One strategy to add UUIDS: add UUIDs to the server model where necessary as optional fields, and alter the client to ensure that UUIDs aren't added if they already exist. Then, run a script to add UUIDs across all collections where they don't exist, updating last edit times to ensure client polling picks up the change. It's possible that users might be holding on to old models in open instances of the client application, so we could consider running this script at a time when it's unlikely many users are using the tool.
We don't currently read our writes back from the server when we save collections. This can mean that users are unaware of bugs until they preview launched changes, receive polling updates, or refresh the page, because the client model differs from the server model. It would be great to read the canonical version of the collection from the response of edit calls to ensure odd behaviour surfaces immediately. Implementing this would depend on 'Persistent UUIDs' above.
At the moment, it is possible, although unlikely, for collection updates to go missing. This scenario is made more likely because in V2 we update entire collections in one go, regardless of the changes that are made to them:
- User makes Edit A to a collection, e.g. a move operation, and a POST request is sent to the server
- User makes Edit B to a collection, e.g. a change to article metadata, and a POST request is sent to the server
- Edit B reaches the server before Edit A, and Edit A replaces Edit B. Edit B is now lost.
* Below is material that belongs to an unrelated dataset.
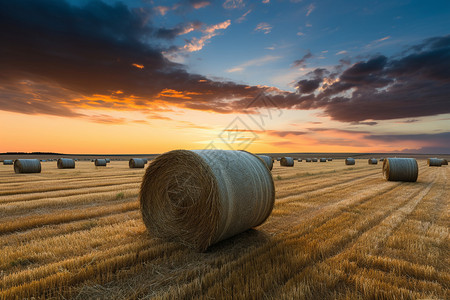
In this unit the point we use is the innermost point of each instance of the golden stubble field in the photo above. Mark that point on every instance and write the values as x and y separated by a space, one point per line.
336 231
We already handle all of our persistence calls for collections in one place -- the persistCollection redux middleware. One solution would be to chain and debounce persistence calls. This would
- Ensure that the latest changes to collections are always persisted for a single client
- Keep the number of calls to the server low, especially important if we're chaining calls
At the moment, we normalise on the client. This introduces a degree of complexity to the client-side code that, although well encapsulated, seems an unnecessary concern for the client domain -- better to have the server pass data in an ideal format and handle the details of modelling for the persistence domain.
In normalising on the server, we have an additional advantage -- if the persistence model changes, for example if in the future we move to an RDS to store collection data, we can swap out the models without disturbing the client, avoiding concerns with overlapping versions etc.